9. China’s Own Backyard
In the early nineties books about China were relatively few and far between. The story was still, for the most part, the Asian tigers, and most Western writers seemed to park themselves in Hong Kong and Singapore and view China and the region through that prism. My first visits to the region followed a similar pattern: both island-states always seemed to be on my itinerary, partly because they provided a ready-made network of contacts and partly because English was widely spoken. Given this cultural baggage, it is not surprising that China was generally seen in derivative terms: it was all a question of when and to what extent China would become infected with the Hong Kong bug. When Hong Kong was finally returned to China in 1997, the British, self-congratulatory almost to a person, were deeply sceptical as to whether the territory would thrive in the way that it had under the British; predictably they believed that China ’s future hung on the extent to which it became like Hong Kong.
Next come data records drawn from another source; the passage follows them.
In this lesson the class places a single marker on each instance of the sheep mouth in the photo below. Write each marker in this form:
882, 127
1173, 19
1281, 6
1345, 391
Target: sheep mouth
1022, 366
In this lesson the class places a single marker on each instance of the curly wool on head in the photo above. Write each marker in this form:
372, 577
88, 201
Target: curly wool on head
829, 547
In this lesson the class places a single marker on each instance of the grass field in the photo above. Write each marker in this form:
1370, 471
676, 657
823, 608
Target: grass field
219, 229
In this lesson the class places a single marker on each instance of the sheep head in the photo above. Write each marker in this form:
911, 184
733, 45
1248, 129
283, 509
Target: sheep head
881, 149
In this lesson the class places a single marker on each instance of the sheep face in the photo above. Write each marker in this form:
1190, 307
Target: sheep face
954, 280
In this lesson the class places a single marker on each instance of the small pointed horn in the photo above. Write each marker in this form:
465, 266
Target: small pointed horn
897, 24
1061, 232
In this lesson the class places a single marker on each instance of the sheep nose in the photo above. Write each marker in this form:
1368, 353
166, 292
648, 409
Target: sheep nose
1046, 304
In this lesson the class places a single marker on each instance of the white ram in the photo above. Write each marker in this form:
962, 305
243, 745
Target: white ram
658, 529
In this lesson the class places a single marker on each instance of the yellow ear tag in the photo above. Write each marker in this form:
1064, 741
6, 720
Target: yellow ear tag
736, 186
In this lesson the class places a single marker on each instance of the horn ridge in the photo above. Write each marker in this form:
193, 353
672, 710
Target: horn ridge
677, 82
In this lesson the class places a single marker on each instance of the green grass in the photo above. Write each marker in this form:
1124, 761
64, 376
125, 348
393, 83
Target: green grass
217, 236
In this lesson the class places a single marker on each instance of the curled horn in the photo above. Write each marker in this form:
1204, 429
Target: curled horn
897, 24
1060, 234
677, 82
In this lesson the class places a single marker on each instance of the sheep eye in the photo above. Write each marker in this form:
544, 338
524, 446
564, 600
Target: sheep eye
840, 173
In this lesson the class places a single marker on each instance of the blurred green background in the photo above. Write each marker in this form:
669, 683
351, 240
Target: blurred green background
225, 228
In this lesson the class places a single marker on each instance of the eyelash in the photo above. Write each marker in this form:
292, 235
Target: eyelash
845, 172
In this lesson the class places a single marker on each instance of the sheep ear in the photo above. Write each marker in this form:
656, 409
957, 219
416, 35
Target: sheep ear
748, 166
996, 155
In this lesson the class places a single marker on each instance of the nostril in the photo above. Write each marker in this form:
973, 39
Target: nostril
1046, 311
In this view, China ’s prospects depended on learning from everyone else, with the recommended direction of wisdom invariably proceeding from the outside inwards rather than from within outwards. This contained a kernel of truth: the transformation of the region had, indeed, begun outside China. The role and importance of Hong Kong and Singapore in this wider process, however, is a moot point; far more significant were Japan, South Korea and Taiwan, all of which looked far less like, and owed much less to, the West than these micro-states.